So for a couple projects in the past year I’ve utilized the Google Search Appliance (here forward called the GSA). The GSA is a powerful tool – it’s like your own slice of Google, only you can customize it, and in theory, tweak the algorithm and manipulate your results. Like a “SEO box” – but to my understanding, the algorithm is different, but in theory it’s the same.

The Versions of GSA

I’ve worked on a Google-mini, the Virtual GSA (version 5.0, no longer offered for download, for shame) and a 6.0 GSA. In terms of front end coding, you manipulate the XSL/XSLT code to change the default appearance. It’s cool – you can get the power of Google without the “branded” Google crap you get from the customized Google. So – your own branded, somewhat manipulatable Google box. Cool.

What is Google?

Of course, Google is not Bing. It is not Yahoo. It is not a commerce engine – it is a relevancy machine. The sole purpose of a Google crawl is to gather documents, have you execute a query, and for Google to say:

“I think this is what you want?”

At least, that’s *MY* experience with the GSA – they have a capability referred to as “Results Biasing.” This allows you to “influence” the results. My issues with this, is that you can make changes, but without arduous testing, you are never sure how long it’ll take the results to show up changed.

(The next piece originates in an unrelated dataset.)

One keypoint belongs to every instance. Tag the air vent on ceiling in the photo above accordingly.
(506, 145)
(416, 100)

You can force a recrawl, but it seems the GSA “caches” the prior results for roughly 15 minutes. That means to tweak your results means retesting every 15 minutes, and even with results biasing, you may still be out of luck. It’s a crap shoot. A coworker and I spent several hours manipulating and testing results, only to eventually make one result bump up one slot, and we were working against tightly knit test set – we basically had 500 pages that were pure keywords and some other custom attributes to be utilized through a customized “Search As You Type” functionality.

Search As You Type

Yes – this was cool. A mix of plain JavaScript and PHP that essentially created a JSON result of your Google Search query. It’s a very cool project, and it allowed for some very unique experimentation with the results of a google query. I can’t delve into it to much, but we manipulated the data to spit out the results in a different display, for a more “spread” experience and relevant results. Very cool.

The Lessons Learned

I think the most difficult thing about the work was digging through the documentation – it was somewhat inaccurate at times, and very often some important, pertinent information was often in a single sentence, in some random blurb. Like Meta tag length limits (320 characters). Agitating, but we were able to rewrite our original meta tag code (to be better, in my opinion) to generate structural details in the PHP vs. including it in the meta data (it was a prototype stage, okay?). The only problem was the keywords were still being stuffed – way too many repeats and useless character phrases. This is a matter of education to the client, and clarifying that the GSA was not a “easy to manipulate” set of data – it was a complex beast, and that in ANY kind of manipulation should be taken with a grain of salt.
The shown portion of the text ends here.